The central story begins in the conversational manner of a late-night bar, developing some drama through damaging letters between Freud and Wilhelm Fleiss, which Freud managed to suppress during his lifetime through the help of a princess (Marie Bonaparte) rather than a super injunction. The ultimate survival of the letters, owing to the princess/patient’s refusal of her analyst’s wish that she destroy them, helps Cohen depict Freud’s ambitious, and sometimes disastrous, experiments with cocaine during a time of more general European enthusiasm for this drug (Merck’s European import increased from 58 000 leaves in 1881 to 18 396 000 in 1885). Despite his energetic pursuit of success, Freud overlooked the significance of cocaine’s anaesthetic properties and while his colleague, Karl Koller, blazed a trail for ophthalmic and dental surgery with the use of cocaine-anaesthetic across two continents, Freud pursued the ultimately less rewarding path of ‘naso-sexual neuroses’. The Fleiss letters provide testimony of the dreadful injury inflicted on Freud’s ‘neurotic’ patient Emma Eckstein along with Freud’s continued heavy cocaine use during his eventual breakthrough with the published, edited analysis of his dreams.

But Cohen also shows us Freud as part of an important tradition of serious, introspective experiment in psychotropic drugs, continued here through Albert Hofmann (the bicycling, Swiss discoverer of lysergic acid diethylamide) and Aldous Huxley’s wonderful account of his Californian mescaline experience. Within late capitalism this tradition of exploration has lapsed and the search for transcendence through psychedelics has given way to a search for the firmer, clearer ego boundaries of a growing range of ‘neuro-enhancers’ that promise to help us work harder rather than enabling us to ‘open the doors of experience’.

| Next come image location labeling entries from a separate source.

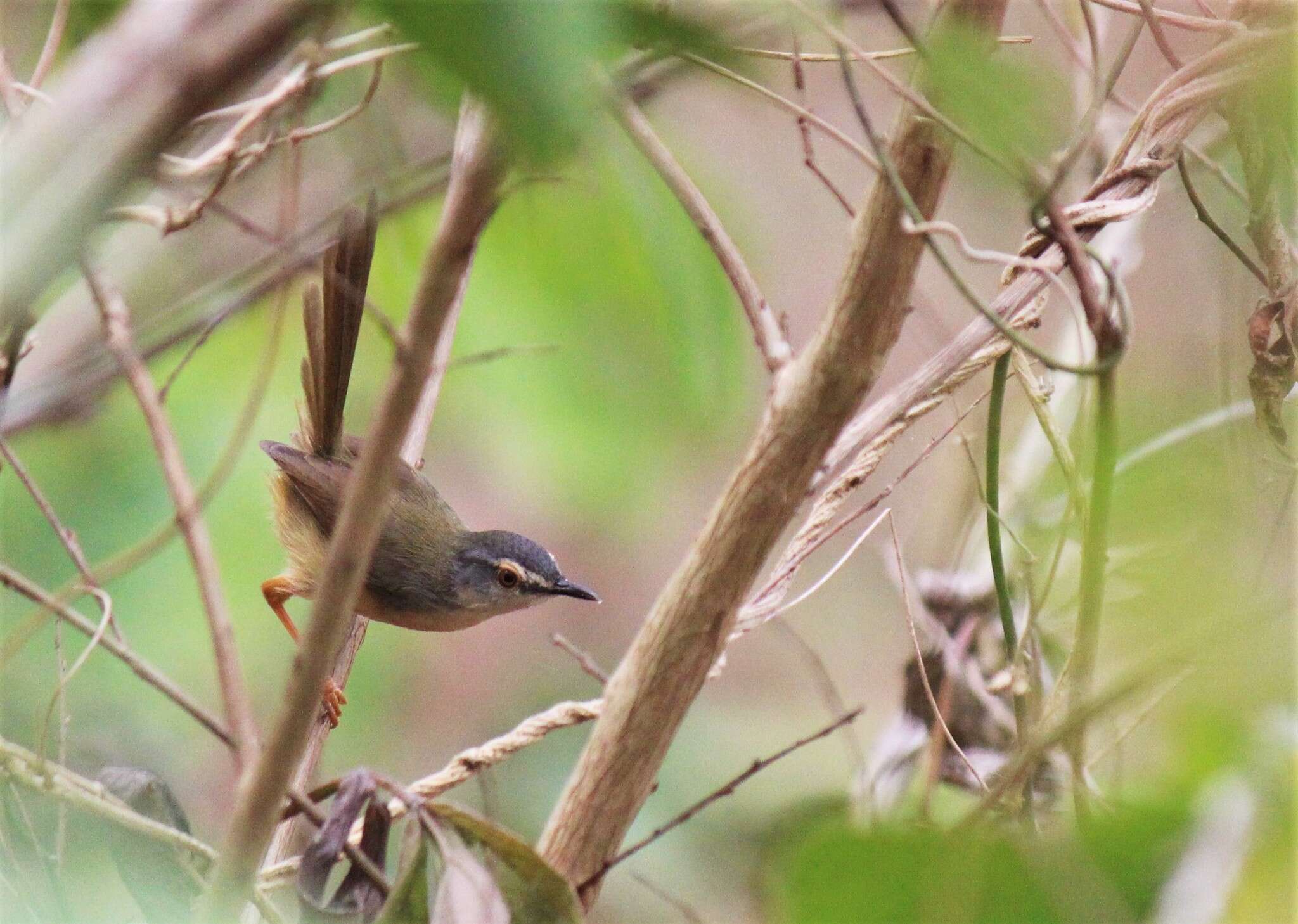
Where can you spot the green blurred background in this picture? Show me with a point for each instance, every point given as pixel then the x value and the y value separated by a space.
pixel 609 447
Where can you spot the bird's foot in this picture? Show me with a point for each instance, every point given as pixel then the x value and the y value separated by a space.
pixel 334 701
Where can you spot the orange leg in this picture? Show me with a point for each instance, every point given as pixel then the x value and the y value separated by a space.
pixel 277 591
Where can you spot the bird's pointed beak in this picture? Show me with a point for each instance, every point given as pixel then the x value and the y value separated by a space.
pixel 566 588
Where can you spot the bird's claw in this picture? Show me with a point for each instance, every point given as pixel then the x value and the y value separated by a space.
pixel 334 701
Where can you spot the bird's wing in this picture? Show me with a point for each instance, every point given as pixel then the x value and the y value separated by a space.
pixel 317 480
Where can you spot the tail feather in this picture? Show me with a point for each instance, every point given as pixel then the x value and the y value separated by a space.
pixel 333 321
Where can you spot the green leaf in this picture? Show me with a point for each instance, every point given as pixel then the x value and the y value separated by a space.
pixel 408 904
pixel 531 61
pixel 152 873
pixel 535 892
pixel 461 887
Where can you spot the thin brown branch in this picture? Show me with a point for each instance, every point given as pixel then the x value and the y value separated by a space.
pixel 686 631
pixel 805 131
pixel 727 790
pixel 10 96
pixel 234 693
pixel 686 911
pixel 832 58
pixel 65 536
pixel 466 765
pixel 53 38
pixel 827 691
pixel 131 91
pixel 87 796
pixel 827 127
pixel 412 453
pixel 470 200
pixel 147 672
pixel 766 328
pixel 920 658
pixel 145 549
pixel 1155 28
pixel 1202 213
pixel 1196 23
pixel 583 658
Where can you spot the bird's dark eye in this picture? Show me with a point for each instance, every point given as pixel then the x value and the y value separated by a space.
pixel 508 577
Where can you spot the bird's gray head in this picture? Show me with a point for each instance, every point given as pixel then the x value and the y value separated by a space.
pixel 500 572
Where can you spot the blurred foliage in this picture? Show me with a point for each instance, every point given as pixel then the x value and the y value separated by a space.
pixel 1114 867
pixel 1010 106
pixel 531 61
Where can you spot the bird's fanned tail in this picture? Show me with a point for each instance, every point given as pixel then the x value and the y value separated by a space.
pixel 333 322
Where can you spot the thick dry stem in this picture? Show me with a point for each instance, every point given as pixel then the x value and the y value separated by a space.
pixel 686 631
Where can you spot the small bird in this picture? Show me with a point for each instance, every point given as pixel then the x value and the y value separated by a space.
pixel 428 572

Although Cohen often finds his target, there is a good deal of collateral damage, particularly when examining professional involvement in psychotropic drugs. Psychiatrists challenging the very debatable findings of an Irving Kirsch meta-analysis are dismissed as a ‘pro-pharma shrink duo’ (the biographer E. M. Thornton fares little better as an ‘outraged spinster-librarian’). These ad hominem attacks appear as shorthand in Cohen’s polemic but do not help establish its credibility, which is further undermined by a poor understanding of basic medical science – as when we are told that a Glasgow Coma Scale of 15 indicates ‘at least minor brain damage’.

An engaging history – as long as you tread carefully between the landmines.